Supreme Court Debates Limits of Attorney-Client Privilege in Bitcoin Tax Return Accounting Case
In a case involving tax advice, the U.S. Supreme Court debated on the limits of the attorney-client privilege. The case, In re Grand Jury, involved a criminal investigation of an early promoter of Bitcoin who expatriated from the US in early 2014. The Supreme Court was asked to decide whether an unnamed law firm should be forced to turn over documents, which contains both legal advice and tax-return accounting, to a grand jury. The firm refused, claiming that the documents should be protected so long as legal advice was a “substantial purpose” of the communication, but the judge held the firm in contempt.

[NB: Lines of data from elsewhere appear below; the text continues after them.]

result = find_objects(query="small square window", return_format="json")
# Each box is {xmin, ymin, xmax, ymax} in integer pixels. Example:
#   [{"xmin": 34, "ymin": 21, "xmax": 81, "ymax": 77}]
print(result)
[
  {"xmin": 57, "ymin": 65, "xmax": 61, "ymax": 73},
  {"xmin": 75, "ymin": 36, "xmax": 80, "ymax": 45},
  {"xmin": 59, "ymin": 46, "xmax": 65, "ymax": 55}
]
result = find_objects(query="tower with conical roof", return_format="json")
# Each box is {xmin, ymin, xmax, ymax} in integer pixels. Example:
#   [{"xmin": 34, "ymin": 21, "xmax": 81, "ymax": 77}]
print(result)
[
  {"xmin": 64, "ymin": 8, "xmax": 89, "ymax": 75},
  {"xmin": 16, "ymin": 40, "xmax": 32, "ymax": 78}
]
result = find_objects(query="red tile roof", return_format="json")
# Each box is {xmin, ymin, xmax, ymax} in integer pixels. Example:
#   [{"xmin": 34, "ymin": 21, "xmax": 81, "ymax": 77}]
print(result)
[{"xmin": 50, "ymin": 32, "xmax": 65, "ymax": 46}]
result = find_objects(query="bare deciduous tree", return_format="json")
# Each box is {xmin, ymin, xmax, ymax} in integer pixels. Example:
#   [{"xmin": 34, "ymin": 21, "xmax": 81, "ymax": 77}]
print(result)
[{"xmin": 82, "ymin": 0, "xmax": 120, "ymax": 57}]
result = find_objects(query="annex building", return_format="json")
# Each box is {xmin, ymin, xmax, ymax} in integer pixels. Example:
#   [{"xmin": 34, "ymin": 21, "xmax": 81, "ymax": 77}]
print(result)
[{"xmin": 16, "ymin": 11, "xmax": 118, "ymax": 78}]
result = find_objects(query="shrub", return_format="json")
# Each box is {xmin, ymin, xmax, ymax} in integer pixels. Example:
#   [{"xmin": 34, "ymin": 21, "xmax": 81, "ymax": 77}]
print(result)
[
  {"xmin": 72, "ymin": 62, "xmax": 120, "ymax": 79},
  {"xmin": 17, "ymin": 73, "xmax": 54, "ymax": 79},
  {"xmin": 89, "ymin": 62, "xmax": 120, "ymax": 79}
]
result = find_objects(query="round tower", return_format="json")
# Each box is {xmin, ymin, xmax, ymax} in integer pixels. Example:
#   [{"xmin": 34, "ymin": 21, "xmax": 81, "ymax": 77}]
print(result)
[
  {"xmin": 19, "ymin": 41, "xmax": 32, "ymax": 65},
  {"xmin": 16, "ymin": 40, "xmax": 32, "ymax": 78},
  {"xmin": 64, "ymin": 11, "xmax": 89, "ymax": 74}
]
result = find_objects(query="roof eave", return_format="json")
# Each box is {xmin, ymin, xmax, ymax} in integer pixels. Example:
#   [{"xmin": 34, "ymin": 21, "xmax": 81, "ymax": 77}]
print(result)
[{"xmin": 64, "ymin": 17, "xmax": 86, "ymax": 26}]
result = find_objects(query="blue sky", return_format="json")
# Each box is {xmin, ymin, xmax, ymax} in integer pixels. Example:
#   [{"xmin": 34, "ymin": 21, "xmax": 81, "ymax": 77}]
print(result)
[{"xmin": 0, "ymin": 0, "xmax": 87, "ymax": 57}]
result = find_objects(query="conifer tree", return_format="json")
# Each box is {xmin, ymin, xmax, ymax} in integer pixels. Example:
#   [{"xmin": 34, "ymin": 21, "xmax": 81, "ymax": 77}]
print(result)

The question before the court in In re Grand Jury is whether a communication involving both legal and non-legal advice is protected by attorney-client privilege when obtaining or providing legal advice was one of the significant purposes behind the communication.
During oral arguments, the Court struggled with the standard that would protect confidential legal advice without shielding routine business communications. Justice Elena Kagan mentioned that the more demanding standard has a long history, and questioned the firm’s lawyer, asking him “We’ve had the attorney-client privilege for a long time, and until 2014, nobody ever suggested that the test that you’re proposing is the right one.”
[UPDATE 1/25/24: The Supreme Court dismissed the case without a decision.]